By Cameron Laird and Kathryn Soraiz, Unix Insider |  Development Add a new comment


Thought up any great programming schemes lately? The attendees at the Workshop on Scheme and Functional Programming 2000 -- held in Montreal on Sept. 17 -- have. The recent conference means the time is ripe to introduce the Scheme programming language and mention a bit of what's new in the Scheme world.


Scheme goes to school

Scheme, for the most part, is a simplified Lisp: one with extremely regular syntax, lexical interpretation, and semantics. That means it's easy to teach computers how to interpret Scheme, and to teach humans how to program in it.


That duality has made Scheme an academic language in two senses. Its regularity renders it a good construction material for research into new language structures and verification mechanisms; its powerful simplicity invites its use as a language for instruction.


In fact, one of Scheme's greatest advantages is the pedagogic classic, Structure and Interpretation of Computer Programs (SICP). Also known as The Wizard Book or The Purple Book because of its unique cover, SICP has been lauded since its inception in 1984 for its cogent, well-organized explanations of the fundamental abstractions of computing. SICP presents its algorithms and data in Scheme.


Scheme's place in the world of languages

Consequently, Scheme has been the mother tongue for many of the last generation's best computing students. However, Scheme is not stuck in the classroom or its own past. It's a very productive language for application development, and modern Schemes include extensive libraries that give it the Web, GUI, and networking capabilities that most programs need.


Many Scheme aspects appear in other languages and are familiar to loyal readers of Regular Expressions.
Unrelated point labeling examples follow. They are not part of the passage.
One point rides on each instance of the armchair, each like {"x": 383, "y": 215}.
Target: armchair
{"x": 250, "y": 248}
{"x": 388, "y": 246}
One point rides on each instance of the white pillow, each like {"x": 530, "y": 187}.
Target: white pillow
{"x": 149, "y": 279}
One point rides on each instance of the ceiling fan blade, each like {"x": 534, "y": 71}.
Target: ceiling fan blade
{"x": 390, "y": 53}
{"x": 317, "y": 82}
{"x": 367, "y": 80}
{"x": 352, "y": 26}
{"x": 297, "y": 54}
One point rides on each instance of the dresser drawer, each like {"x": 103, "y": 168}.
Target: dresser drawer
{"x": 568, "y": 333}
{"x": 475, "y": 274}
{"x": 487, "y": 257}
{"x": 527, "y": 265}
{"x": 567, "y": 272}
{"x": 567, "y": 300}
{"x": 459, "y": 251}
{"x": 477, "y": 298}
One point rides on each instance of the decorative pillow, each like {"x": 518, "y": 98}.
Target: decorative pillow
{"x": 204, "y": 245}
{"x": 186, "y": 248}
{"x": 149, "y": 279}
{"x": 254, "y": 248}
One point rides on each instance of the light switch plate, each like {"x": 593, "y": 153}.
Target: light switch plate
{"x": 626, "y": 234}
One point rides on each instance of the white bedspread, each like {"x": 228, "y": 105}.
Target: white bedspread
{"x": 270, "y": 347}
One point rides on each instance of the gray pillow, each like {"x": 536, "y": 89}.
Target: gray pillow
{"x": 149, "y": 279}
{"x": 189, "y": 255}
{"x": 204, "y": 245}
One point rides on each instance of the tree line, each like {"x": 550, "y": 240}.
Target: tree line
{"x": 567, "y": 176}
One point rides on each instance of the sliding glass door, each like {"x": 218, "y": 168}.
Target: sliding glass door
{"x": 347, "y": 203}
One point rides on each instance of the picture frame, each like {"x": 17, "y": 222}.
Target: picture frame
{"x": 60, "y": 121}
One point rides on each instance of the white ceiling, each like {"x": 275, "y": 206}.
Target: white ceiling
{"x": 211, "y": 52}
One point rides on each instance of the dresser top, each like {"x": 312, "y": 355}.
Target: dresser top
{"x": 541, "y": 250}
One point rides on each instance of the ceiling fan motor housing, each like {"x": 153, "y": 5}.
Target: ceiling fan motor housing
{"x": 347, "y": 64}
Scheme shares its grounding in denotational semantics with REBOL, the subject of our last column. Scheme is the first prominent dialect of Lisp to demonstrate static lexical scoping, and is also properly tail-callable. The spirit of its coding is much like Forth's, although the two languages are at odds regarding garbage collection and the hardware-dependence of values. Guile, introduced in our November 1998 column, is itself a specialization of Scheme, crafted for portability and embeddability.


Papers at the Montreal workshop touched on several other topics that we consider important. Two speakers demonstrated the interoperability between Scheme as a scripting language and legacy objects coded in either C or Java; another explained advanced models for distributed computing.


The pieces of the Scheme world are relatively common, but Scheme's combination of them is uniquely potent. Scheme supports a variety of coding styles, including an imperative one and an object-oriented messaging-passing one. Scheme is particularly known for its referential transparency and functional flavor. In that context, functional programming concerns the safety and verifiability of coding in terms of procedures, which are free of side effects. As we'll explain next year, when Regular Expressions takes a more extended look at the subject, we also believe functional programming will be helpful in exploiting future computing architectures.


Scheming enthusiasts

Scheme's fans can be very enthusiastic. They use the language for the full range of applications that scripting generally covers. David Rush, inventor of the CryptoGnome network-oriented version control system, wrote to tell us, "I also use [Scheme] for all kinds of prototyping and home hackery because it wastes very little of my time with obfuscatory semantics. The very things that make Scheme a good academic language are what make it a good RL [real-life] language. It's very hard to argue against uncluttered syntax, orthogonal semantics, first-class continuations and hygienic macros."


While the Guile dialect of Scheme aims to connect to all GNU-backed projects, three other projects could potentially bring Scheme to wider audiences.


First, Scheme is the extension language of JEmacs, the reimplementation of Emacs in Java.


Second, Bruce R. Lewis's open source Beautiful Report Language (BRL) is an interesting system for server-side Web scripting in Scheme.